Find the predictor value at which posterior_epred(model) = x (in a multilevel logistic regression)

Ladislas · January 29, 2025, 8:01pm

Context

Hello,

I am modelling behavioural data with a multilevel model specified as:

model <- brm(
    formula = resp ~ 1 + test * stim * trial + (1 + test * stim * trial | dyad / ppt),
    family = bernoulli(link = "logit"),
    data = df
    )

where resp is thus a binary (0/1) variable, test is a binary (factor) predictor with two levels (“individual” and “interactive”, contrast-coded as -0.5/+0.5), stim is a numerical variable, trial is also a numerical variable, ppt refers to the participant’s ID and dyad refers to the dyad in which the participant belongs (therefore ppt is nested within dyad).

I am particularly interested in the interaction effect between stim and test, for all possible values of trial. With some help from the brms::conditional_effects() function, I can retrieve the estimates of p(resp) for each crossing of stim, test, and trial (i.e., the output of posterior_epred()) using the following code (where the trial is represented in colour, and test levels in columns):

cond_effects <- conditional_effects(
    model,
    conditions = data.frame(trial = unique(model$data$trial) ),
    effects = "stim:test",
    method = "posterior_epred",
    plot = FALSE
    )[[1]]

cond_effects %>%
    ggplot(aes(x = stim, y = estimate__, color = as.factor(trial) ) ) +
    geom_hline(yintercept = 0.5, linetype = 2) +
    geom_line(show.legend = FALSE) +
    facet_wrap(~test) +
    scale_color_viridis_d() +
    theme_bw() +
    labs(
        x = "Standardised trial",
        y = "Predicted probability",
        color = "Trial"
        )

Then, I am interested in the same effect for each participant, which I can also retrieve using conditional_effects(). Below is an example for two participants (in columns, and for the two test levels, in rows).

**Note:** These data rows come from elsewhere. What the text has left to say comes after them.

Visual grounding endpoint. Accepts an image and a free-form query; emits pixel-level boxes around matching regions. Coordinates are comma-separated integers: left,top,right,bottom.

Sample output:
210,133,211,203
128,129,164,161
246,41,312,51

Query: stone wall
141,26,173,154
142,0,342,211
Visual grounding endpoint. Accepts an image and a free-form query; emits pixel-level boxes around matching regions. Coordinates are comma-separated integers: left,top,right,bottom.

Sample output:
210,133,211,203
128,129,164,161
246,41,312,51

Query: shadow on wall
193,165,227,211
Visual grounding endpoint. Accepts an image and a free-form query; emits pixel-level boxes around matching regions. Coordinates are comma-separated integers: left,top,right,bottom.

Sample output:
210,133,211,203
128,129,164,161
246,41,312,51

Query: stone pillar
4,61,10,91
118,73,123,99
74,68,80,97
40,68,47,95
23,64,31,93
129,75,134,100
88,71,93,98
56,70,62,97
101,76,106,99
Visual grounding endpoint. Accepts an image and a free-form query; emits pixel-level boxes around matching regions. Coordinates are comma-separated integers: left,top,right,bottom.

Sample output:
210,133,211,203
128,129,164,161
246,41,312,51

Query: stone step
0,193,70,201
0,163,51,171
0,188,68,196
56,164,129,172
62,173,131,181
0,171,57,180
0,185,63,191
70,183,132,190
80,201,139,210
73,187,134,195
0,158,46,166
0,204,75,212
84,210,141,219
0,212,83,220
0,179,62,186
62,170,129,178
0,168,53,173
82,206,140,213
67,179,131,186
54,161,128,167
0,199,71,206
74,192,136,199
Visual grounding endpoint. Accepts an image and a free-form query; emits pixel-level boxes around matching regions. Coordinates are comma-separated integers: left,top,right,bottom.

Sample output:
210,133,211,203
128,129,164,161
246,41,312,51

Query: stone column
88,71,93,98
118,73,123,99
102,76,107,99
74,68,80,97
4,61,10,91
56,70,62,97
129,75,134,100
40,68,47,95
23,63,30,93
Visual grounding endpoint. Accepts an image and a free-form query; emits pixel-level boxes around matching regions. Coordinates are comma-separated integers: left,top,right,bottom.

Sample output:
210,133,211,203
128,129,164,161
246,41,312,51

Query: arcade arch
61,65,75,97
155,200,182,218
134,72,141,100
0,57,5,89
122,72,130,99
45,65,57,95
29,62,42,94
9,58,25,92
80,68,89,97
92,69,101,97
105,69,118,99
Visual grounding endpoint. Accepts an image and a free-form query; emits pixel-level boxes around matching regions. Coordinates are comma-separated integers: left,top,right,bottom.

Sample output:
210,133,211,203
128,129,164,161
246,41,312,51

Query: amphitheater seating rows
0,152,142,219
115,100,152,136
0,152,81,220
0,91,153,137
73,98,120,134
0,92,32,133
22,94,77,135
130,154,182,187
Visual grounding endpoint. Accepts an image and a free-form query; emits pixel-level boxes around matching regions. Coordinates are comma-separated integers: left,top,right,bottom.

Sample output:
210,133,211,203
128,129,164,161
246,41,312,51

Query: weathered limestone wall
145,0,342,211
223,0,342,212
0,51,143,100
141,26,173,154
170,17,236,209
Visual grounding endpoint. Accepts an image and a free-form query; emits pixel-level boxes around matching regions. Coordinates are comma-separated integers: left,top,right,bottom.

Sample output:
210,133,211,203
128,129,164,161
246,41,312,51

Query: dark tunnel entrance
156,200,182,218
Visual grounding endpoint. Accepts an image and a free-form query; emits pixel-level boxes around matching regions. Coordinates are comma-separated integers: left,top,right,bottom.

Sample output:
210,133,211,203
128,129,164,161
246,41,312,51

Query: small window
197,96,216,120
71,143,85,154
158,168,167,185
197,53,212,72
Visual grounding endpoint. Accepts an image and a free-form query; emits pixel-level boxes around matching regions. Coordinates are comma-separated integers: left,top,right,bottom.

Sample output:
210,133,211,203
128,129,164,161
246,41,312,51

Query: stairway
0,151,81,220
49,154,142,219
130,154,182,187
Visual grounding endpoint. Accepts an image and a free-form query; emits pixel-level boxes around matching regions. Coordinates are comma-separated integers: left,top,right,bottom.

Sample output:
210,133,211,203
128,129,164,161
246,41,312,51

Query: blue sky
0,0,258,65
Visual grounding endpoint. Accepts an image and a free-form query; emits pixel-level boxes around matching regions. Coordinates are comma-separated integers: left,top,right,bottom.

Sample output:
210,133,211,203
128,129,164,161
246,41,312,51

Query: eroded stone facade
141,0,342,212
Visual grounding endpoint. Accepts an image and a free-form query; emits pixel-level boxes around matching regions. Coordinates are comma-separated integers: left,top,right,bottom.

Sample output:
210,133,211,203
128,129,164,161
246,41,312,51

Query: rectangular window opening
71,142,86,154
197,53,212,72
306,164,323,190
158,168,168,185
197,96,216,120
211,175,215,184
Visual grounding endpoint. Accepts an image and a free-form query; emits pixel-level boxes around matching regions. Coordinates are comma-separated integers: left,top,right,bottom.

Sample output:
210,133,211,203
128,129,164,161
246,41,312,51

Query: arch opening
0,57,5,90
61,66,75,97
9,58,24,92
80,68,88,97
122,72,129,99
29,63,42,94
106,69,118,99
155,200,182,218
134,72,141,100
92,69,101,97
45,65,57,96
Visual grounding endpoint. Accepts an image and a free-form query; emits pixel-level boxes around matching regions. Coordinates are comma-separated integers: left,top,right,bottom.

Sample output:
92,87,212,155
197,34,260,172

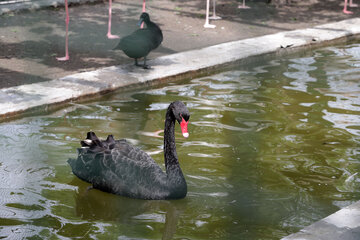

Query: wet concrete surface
0,0,360,88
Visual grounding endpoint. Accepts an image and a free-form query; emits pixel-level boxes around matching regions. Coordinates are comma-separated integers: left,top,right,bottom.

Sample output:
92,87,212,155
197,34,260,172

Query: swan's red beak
180,118,189,138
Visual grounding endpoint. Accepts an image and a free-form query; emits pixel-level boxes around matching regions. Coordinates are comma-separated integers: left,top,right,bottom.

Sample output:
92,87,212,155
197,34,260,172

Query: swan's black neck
164,107,179,174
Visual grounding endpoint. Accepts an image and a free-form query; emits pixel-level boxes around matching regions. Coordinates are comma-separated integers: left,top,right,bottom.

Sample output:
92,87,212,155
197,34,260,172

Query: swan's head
138,12,150,26
170,101,190,138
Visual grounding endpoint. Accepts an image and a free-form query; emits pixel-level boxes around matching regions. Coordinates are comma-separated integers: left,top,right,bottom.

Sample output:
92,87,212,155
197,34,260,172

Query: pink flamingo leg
56,0,70,61
209,0,221,20
238,0,250,9
349,0,359,7
204,0,216,28
343,0,353,14
140,0,146,28
106,0,119,39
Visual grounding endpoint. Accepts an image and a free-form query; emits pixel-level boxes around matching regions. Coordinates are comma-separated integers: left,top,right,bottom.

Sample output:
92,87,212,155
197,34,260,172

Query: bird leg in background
204,0,216,28
209,0,221,20
349,0,359,7
106,0,119,39
56,0,70,61
140,0,146,28
143,57,151,69
238,0,250,9
343,0,358,14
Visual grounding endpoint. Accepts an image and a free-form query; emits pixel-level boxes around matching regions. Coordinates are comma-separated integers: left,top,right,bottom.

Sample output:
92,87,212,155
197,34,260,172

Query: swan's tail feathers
105,135,115,149
80,132,106,152
80,132,100,147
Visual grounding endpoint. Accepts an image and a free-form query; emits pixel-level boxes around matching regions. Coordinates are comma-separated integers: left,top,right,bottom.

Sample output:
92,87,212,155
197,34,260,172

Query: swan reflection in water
74,178,187,239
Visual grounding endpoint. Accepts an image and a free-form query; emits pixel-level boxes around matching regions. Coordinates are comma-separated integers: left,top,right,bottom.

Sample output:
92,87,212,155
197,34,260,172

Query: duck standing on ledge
114,12,163,69
68,101,190,199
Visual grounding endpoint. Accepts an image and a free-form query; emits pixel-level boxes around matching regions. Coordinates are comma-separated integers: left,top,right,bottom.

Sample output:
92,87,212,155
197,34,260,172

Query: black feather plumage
68,101,190,199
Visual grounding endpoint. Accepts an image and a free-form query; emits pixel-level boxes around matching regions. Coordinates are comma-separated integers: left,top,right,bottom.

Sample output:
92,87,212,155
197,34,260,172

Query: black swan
114,12,163,69
68,101,190,199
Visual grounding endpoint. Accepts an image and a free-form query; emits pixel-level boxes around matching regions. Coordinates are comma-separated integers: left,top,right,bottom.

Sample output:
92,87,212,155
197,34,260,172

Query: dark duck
114,12,163,69
68,101,190,199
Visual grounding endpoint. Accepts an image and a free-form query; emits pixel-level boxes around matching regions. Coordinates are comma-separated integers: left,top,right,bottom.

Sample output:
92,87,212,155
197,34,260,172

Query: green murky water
0,44,360,239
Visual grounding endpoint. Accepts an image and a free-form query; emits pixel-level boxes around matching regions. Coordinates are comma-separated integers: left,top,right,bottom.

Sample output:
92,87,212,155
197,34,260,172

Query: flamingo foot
343,9,353,14
56,56,70,61
209,15,221,20
106,33,120,39
204,23,216,28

# creating a grid of values for predictions for only two participants
conditions <- crossing(
    trial = unique(df_trial$trial),
    ppt = c("6_06_A", "6_06_B")
    )

# computing conditional effects for each participant and trial
cond_effects <- conditional_effects(
    x = trial_model,
    effects = "stim:test",
    conditions = conditions,
    method = "posterior_epred",
    re_formula = NULL,
    resolution = 500,
    plot = FALSE
    )[[1]]

The problem

Now, I want to compute the value of stim for which p(resp) = 0.5 (i.e., posterior_epred(model)=0.5, for each ppt, test, and trial.

If we ignore the random/varying effects (intercepts and slopes), and if we only had one slope, this would be given by -\alpha / \beta (i.e., minus the intercept divided by the slope). But because the model involves several interactions and random/varying slopes, I am struggling a bit to compute this “threshold” (as called in Kruschke’s book, adapted to brms here: 21 Dichotomous Predicted Variable | Doing Bayesian Data Analysis in brms and the tidyverse).

What I have tried

I have tried to extend the analytical solution above to include interactions and varying slopes, but I am not fully satisfied with the results (they look weird), so I am wondering whether there is any implemented function that could help?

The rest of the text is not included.